Bei der Wahl zum Oberbürgermeister für Zweibrücken hat der SPD-Kandidat Marold Wosnitza im gestrigen ersten Wahlgang 42,7 Prozent der Stimmen geholt. Er liegt damit deutlich vor den anderen fünf Bewerbern. Am 14. Oktober wird er gegen CDU-Mann Christian Gauf in der Stichwahl antreten.

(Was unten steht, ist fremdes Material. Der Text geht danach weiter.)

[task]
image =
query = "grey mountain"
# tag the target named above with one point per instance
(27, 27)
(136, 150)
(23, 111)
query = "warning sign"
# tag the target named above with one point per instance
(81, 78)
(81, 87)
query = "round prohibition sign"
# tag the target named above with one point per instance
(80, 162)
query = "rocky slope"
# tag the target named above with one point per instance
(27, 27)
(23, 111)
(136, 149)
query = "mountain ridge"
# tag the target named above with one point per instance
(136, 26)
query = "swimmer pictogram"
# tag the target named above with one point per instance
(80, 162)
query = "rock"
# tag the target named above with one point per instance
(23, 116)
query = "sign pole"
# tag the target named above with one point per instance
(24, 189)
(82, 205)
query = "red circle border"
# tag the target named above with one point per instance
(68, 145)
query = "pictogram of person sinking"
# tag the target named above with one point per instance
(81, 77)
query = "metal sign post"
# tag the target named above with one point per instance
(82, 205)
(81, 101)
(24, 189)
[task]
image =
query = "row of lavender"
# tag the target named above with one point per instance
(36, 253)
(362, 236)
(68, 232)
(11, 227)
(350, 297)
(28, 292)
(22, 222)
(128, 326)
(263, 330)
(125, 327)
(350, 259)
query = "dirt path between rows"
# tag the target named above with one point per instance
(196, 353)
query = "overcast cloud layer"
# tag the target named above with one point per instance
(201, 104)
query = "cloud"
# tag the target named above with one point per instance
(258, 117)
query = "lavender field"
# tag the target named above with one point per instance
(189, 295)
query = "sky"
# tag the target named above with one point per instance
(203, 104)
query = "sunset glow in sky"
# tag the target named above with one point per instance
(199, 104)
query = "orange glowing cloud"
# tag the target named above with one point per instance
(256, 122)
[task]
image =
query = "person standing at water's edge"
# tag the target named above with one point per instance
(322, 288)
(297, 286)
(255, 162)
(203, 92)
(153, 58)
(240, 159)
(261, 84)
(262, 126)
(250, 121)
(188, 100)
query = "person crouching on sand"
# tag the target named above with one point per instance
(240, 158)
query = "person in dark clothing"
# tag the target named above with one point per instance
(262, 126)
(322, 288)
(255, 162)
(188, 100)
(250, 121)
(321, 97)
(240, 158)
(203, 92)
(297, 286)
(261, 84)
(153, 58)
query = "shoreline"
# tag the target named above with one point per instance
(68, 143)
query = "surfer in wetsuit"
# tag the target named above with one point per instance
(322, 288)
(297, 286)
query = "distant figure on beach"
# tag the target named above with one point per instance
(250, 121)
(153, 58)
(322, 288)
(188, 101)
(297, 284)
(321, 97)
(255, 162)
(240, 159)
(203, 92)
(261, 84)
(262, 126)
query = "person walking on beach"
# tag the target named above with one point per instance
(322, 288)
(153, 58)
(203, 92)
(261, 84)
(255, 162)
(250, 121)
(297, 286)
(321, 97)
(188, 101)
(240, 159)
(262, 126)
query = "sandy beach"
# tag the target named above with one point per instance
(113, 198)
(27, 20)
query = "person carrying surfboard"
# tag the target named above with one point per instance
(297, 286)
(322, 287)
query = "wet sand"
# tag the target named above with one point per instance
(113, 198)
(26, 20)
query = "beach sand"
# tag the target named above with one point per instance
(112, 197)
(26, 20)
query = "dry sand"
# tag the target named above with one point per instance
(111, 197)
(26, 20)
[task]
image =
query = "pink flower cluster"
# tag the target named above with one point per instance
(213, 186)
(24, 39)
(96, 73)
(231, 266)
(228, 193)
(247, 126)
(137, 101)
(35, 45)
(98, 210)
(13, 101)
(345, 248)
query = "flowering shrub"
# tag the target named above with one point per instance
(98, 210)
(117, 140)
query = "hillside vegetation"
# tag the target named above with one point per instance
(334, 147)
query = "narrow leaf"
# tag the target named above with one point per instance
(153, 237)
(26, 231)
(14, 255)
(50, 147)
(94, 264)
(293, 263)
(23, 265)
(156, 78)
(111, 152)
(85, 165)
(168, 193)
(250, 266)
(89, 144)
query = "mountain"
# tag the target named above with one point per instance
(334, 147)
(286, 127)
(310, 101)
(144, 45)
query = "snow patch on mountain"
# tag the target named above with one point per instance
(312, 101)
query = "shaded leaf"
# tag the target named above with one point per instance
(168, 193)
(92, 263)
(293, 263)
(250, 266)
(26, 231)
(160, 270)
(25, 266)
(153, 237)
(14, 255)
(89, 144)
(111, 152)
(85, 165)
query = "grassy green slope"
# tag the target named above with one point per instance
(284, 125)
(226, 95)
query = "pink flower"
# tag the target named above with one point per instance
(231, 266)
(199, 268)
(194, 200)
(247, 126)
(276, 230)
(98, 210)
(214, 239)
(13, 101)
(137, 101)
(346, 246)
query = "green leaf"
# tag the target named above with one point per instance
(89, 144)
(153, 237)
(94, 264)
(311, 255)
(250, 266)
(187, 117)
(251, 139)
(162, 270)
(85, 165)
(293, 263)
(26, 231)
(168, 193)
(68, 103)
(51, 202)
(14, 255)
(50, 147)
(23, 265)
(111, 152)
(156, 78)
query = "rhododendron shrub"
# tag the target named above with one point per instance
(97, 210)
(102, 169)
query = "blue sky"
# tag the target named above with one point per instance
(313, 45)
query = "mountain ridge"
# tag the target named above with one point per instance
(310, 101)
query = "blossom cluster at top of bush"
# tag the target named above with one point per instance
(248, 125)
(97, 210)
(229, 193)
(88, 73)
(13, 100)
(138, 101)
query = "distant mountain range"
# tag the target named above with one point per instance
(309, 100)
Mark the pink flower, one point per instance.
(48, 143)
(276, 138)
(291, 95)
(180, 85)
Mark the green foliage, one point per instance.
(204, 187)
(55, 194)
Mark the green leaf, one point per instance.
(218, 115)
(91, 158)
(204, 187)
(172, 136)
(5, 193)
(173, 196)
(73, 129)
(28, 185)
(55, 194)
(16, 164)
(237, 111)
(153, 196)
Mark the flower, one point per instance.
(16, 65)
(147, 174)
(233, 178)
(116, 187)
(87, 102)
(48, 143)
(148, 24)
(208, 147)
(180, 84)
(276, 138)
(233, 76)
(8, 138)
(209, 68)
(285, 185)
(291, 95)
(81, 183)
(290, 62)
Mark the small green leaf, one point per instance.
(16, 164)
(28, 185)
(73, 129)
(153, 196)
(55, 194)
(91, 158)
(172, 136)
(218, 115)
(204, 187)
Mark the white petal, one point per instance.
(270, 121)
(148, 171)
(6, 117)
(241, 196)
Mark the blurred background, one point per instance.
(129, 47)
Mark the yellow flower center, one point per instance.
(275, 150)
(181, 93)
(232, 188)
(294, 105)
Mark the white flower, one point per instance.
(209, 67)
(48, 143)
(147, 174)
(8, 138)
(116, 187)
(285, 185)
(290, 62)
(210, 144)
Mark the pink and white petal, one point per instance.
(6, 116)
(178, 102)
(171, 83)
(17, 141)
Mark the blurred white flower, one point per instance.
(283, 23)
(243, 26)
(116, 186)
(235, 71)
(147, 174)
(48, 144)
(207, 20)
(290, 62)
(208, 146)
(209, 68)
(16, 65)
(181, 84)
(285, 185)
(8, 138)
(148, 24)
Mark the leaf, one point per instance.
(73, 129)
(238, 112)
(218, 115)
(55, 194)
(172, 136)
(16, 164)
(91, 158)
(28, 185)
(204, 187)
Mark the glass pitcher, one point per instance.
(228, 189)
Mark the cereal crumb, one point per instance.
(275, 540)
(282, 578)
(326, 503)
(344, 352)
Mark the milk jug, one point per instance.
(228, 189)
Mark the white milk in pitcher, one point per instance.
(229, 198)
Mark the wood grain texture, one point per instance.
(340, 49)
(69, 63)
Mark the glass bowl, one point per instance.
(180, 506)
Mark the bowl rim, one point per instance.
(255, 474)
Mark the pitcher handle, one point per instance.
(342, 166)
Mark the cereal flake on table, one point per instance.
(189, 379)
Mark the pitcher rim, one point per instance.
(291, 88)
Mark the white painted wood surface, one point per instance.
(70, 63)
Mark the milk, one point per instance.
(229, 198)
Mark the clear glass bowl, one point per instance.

„Marold Wosnitza ist der richtige Mann für Zweibrücken. Davon waren wir von Anfang an überzeugt, auch als seinen Namen zu Beginn des Wahlkampfs Anfang August noch niemand kannte“, erklärt Alexander Schweitzer, stellvertretender SPD-Landeschef und Vorsitzender des SPD-Regionalverbandes Pfalz. „Ohne ein Mandat im Rücken hat Marold den ersten Wahlgang deutlich für sich entschieden. Das ist ein riesen Erfolg und das ist das Ergebnis eines intensiven und innovativen Wahlkampfs.“

Zusammen mit seinem Team hat Marold Wosnitza in den letzten Wochen an insgesamt 3.000 Haustüren geklopft. Daniel Stich, Generalsekretär der SPD Rheinland-Pfalz dazu: „Mit Blick auf die Stichwahl werden wir, was den Haustürwahlkampf angeht, jetzt nicht nachlassen, sondern noch mal eine Schippe drauflegen. Die Menschen in Zweibrücken schätzen zurecht die Bürgernähe von unserem Kandidaten. Marold hat klare Ideen, klare Ziele für seine Stadt und die kommen an bei den Bürgerinnen und Bürgern.“

Alexander Schweitzer weiter: „Marold hatte eine schwierige Ausgangslage nach dem so plötzlichen Tod von unserem langjährigen Genossen und SPD-Oberbürgermeister Kurt Pirmann. Das war für uns alle ein herber Verlust. Umso mehr freuen wir uns, dass Marold mit seiner Leidenschaft und seinem Engagement für seine Heimatstadt Zweibrücken perfekt in die großen Fußstapfen passt. Wir werden die nächsten drei Wochen jetzt weiter Gas geben und das Team rund um Marold in Zweibrücken mit voller Kraft unterstützen.“

Hintergrund zur Oberbürgermeister-Stichwahl in Zweibrücken:
Am Sonntag, den 14. Oktober, findet der zweite Wahlgang für das Amt des Oberbürgermeisters in Zweibrücken statt. In der Stichwahl in drei Wochen stehen sich SPD-Kandidat Marold Wosnitza und der amtierende CDU-Bürgermeister Christian Gauf gegenüber. Auf Wosnitza entfielen im ersten Wahlgang 42,7 Prozent der Stimmen. Er lag damit rund sechs Prozentpunkte vor Gauf. Insgesamt hatten sich sechs Kandidaten um das Amt des Oberbürgermeisters für Zweibrücken beworben. Die Wahlbeteiligung lag bei knapp 45 Prozent.